Yevgeniy Fiks’ concept for the exhibition on Yiddish Cosmos draws on all these important artistic, philosophical, and cultural traditions: from pananarchism to cosmism to the Russian-Jewish avant-garde.

The idea of developing a new body fit for the New Man, first articulated by artists like El Lissitsky, did not disappear during the demise of the avant-garde in the late 1920s. Indeed, the notion of a socialist superman persisted and even thrived during the Stalin era. Socialist Realism, advanced in the early 1930s, nurtured the image of a healthy, youthful, and radiant hero, paradoxically dovetailing with the traditions of the avant-garde.
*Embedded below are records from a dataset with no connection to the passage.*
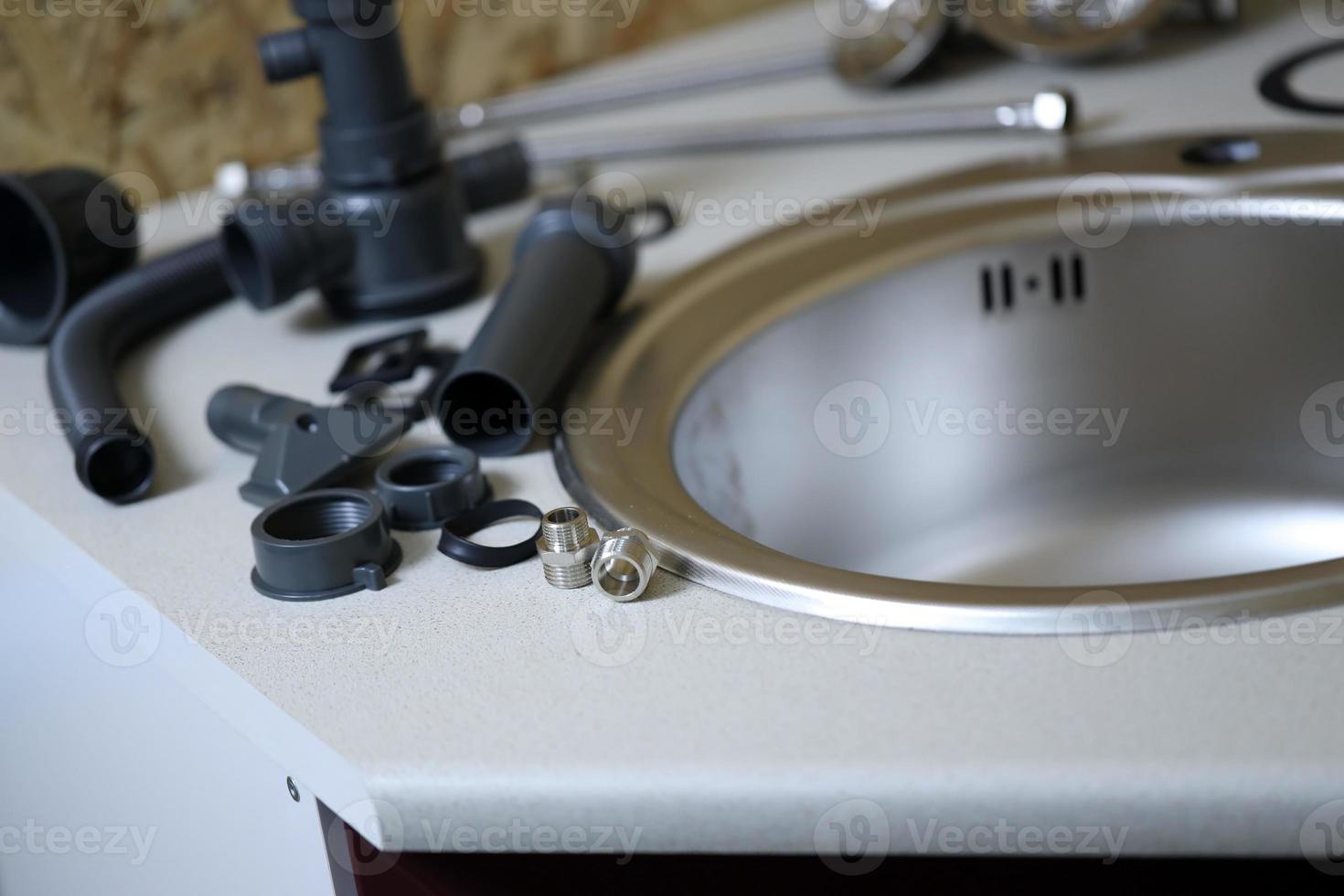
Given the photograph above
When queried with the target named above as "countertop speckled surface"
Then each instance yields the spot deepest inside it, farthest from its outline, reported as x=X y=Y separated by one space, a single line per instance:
x=486 y=699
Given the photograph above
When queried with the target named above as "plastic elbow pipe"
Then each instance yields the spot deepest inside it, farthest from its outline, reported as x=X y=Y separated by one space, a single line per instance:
x=113 y=457
x=571 y=265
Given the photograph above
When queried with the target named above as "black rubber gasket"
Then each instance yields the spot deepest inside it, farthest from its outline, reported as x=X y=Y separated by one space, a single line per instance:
x=460 y=528
x=1275 y=85
x=457 y=486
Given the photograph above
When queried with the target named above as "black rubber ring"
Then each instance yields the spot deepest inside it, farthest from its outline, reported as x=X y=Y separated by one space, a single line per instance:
x=460 y=528
x=1275 y=85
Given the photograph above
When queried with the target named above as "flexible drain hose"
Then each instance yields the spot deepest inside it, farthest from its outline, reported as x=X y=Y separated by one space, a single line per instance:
x=113 y=458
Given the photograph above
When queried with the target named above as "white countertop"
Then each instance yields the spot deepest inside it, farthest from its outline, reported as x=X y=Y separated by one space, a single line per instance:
x=481 y=699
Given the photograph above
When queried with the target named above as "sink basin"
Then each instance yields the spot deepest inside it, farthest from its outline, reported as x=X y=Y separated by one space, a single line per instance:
x=1112 y=378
Perhaps no one else symbolized the concept of the Soviet hero as effectively as cosmonaut Yuri Gagarin (1934-1968), the first man to successfully journey to space. In Fiks’ prints, this Soviet superman appears in deceptively human light: here he is, stroking a cheek of an unknown boy or hugging his own daughters. Fiks highlights the contrast between the space-suited superman ensconced in complicated machinery with the ordinary man surrounded by his family.

 

Yevgeniy Fiks’ works show how the traditional “superheroes” of Jewish culture – rabbis – were substituted with the cosmonauts, how the pathos of studying Torah gave way to the pathos of new discoveries and open frontiers. The assimilated Soviet Jews of the 1960s, 70s, and late 1980s, would likely regard the Torah scroll as an object no less foreign and unknown than a spacecraft. Indeed, there would scarcely be any place they could encounter religious paraphernalia; religious fervor would be sublimated into a passion for scientific progress and inter-planetary communication — a cosmic cosmopolitanism.
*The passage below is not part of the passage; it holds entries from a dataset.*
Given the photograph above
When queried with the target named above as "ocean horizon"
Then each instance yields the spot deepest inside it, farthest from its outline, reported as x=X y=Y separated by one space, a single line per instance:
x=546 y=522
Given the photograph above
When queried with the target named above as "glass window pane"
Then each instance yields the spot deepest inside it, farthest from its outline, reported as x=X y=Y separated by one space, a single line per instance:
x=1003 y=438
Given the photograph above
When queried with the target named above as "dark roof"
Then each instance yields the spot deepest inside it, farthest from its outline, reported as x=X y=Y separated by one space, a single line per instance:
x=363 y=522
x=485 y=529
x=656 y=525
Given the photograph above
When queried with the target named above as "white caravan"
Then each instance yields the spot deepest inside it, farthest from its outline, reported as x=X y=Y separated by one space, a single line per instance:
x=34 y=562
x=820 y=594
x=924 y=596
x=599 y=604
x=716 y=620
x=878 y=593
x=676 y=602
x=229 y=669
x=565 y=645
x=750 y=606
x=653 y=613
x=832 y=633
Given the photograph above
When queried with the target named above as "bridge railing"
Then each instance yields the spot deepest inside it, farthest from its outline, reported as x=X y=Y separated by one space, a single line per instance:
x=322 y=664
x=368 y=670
Fiks' exhibition opens a new pathway for its viewers, allowing us to witness the creation of a new canon in which Sholem Aleichem’s face merges with Gagarin's. The works at Stanton Shul create a playful and a somewhat surreal effect by imagining a reality in which the unlikely juxtaposition of these two figures does not produce cognitive dissonance. For instance, a print depicting three Yiddish writers and nine Soviet cosmonauts confronts the viewer with the all-too-familiar Soviet institutional practice of displaying photographs on the doska pochyota [honor board], a special place dedicated to rehearsing the pantheon of officially "famous" personalities — politicians, scientists, local shock-workers, and so on. The top row of Fiks' print, however, features portraits of “cult” Yiddish writers. Y. L. Peretz, Mendele Moykher-Sforim, and Sholem Aleichem gaze at the viewer with an intellectual intensity at odds both with the forced solemnity of the officially clad astronauts in their medal-covered suits and the playfulness of their spacesuit-wearing colleagues in the bottom row. The viewer’s gaze rests on the consummately human expressions of the top figures, which contrast sharply with the bottom row's suggestion that "clothes make the man," be they of cloth or space-age synthetics.
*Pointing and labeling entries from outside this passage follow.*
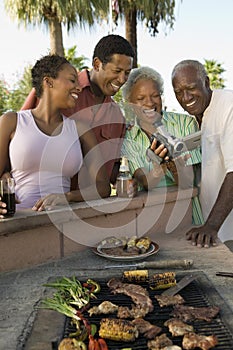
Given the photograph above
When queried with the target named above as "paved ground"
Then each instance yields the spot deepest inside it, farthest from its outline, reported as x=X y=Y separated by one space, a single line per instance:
x=22 y=290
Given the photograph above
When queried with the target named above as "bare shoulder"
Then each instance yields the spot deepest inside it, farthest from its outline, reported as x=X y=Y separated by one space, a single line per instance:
x=9 y=118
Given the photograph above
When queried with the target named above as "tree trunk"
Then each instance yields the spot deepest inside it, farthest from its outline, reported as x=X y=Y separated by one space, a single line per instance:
x=131 y=31
x=56 y=39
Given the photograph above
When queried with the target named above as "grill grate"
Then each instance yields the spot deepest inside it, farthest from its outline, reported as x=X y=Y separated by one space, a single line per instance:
x=193 y=295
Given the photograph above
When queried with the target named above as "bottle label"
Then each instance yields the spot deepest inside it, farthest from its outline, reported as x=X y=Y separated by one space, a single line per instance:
x=123 y=187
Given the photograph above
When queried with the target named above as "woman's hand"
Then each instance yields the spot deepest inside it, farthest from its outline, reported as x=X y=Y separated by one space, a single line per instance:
x=160 y=151
x=3 y=210
x=50 y=201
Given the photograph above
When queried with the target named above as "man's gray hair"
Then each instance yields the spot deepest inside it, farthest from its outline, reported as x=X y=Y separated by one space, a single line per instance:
x=200 y=69
x=145 y=73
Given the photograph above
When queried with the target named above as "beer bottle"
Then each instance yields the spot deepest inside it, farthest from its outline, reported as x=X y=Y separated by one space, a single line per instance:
x=124 y=179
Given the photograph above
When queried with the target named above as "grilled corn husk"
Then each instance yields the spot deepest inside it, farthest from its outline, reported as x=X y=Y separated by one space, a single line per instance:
x=135 y=276
x=117 y=329
x=162 y=280
x=143 y=244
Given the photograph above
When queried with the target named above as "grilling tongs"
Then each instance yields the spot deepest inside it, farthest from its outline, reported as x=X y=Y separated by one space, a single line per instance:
x=180 y=285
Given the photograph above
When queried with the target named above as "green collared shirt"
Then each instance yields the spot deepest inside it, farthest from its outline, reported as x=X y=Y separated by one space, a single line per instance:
x=136 y=143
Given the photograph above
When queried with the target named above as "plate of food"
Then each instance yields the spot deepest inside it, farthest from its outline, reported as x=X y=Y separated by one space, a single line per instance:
x=126 y=248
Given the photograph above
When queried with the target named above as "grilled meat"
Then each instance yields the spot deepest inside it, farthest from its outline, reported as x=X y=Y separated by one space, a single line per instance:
x=106 y=307
x=190 y=313
x=177 y=327
x=166 y=300
x=136 y=311
x=118 y=330
x=137 y=293
x=71 y=344
x=193 y=341
x=135 y=276
x=144 y=327
x=160 y=342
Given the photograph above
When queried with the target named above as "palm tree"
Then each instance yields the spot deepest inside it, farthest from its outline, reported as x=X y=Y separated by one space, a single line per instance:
x=54 y=13
x=214 y=71
x=151 y=11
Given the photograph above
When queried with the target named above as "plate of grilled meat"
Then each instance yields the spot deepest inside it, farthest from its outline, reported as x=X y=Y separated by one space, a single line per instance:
x=124 y=248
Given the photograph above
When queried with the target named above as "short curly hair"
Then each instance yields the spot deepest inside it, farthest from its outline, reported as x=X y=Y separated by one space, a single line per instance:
x=47 y=66
x=145 y=73
x=110 y=45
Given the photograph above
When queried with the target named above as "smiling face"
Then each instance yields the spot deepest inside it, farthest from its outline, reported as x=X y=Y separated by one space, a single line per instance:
x=109 y=77
x=192 y=92
x=66 y=86
x=145 y=93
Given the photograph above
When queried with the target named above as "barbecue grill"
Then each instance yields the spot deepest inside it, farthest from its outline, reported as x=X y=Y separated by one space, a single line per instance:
x=199 y=293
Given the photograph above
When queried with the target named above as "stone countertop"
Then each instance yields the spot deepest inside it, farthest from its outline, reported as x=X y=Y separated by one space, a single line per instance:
x=22 y=290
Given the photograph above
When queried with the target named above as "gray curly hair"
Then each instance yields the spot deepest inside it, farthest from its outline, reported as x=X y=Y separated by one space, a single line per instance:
x=146 y=73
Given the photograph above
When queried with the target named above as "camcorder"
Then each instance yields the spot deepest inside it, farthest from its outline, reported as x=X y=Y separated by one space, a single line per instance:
x=175 y=146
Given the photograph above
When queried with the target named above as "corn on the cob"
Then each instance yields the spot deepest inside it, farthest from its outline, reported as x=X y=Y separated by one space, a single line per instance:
x=135 y=276
x=143 y=244
x=117 y=329
x=162 y=280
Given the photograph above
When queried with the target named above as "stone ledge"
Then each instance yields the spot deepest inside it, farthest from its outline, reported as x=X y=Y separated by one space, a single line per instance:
x=31 y=238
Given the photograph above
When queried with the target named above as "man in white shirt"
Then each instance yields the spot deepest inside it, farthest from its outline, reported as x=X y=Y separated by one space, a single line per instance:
x=214 y=113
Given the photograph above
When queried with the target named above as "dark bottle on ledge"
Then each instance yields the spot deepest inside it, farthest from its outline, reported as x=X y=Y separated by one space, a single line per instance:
x=124 y=179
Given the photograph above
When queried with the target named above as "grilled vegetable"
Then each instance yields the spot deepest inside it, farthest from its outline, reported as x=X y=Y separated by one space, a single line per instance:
x=117 y=329
x=71 y=344
x=143 y=244
x=102 y=344
x=135 y=276
x=162 y=280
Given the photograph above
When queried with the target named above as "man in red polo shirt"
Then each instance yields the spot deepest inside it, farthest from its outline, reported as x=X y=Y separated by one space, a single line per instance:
x=111 y=64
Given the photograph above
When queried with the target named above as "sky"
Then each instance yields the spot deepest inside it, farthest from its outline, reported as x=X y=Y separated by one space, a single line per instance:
x=202 y=30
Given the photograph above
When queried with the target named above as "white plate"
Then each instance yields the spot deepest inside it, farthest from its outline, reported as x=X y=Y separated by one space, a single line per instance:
x=153 y=249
Stanton Street Synagogue provides Fiks' exhibit with an intriguing setting. On the ground floor, beautiful paintings of mazalot (Jewish astrological signs) adorn the walls. Fiks' works reside in the sizable upper gallery with two sides. I walked to the end of one gallery wall, almost certain it connected to the other side, only to discover that it was a trompe l’oeil. Perhaps the space itself is a subtle reminder of the paradoxes of Jewish life in the Soviet Union. How difficult it was to be both Jewish and Soviet at once — to desire to transcend the boundaries of one’s nationality and culture and yet, to be painfully reminded by the surrounding environment of the impossibility of that effort. No wonder the space program offered an escape, however imaginary.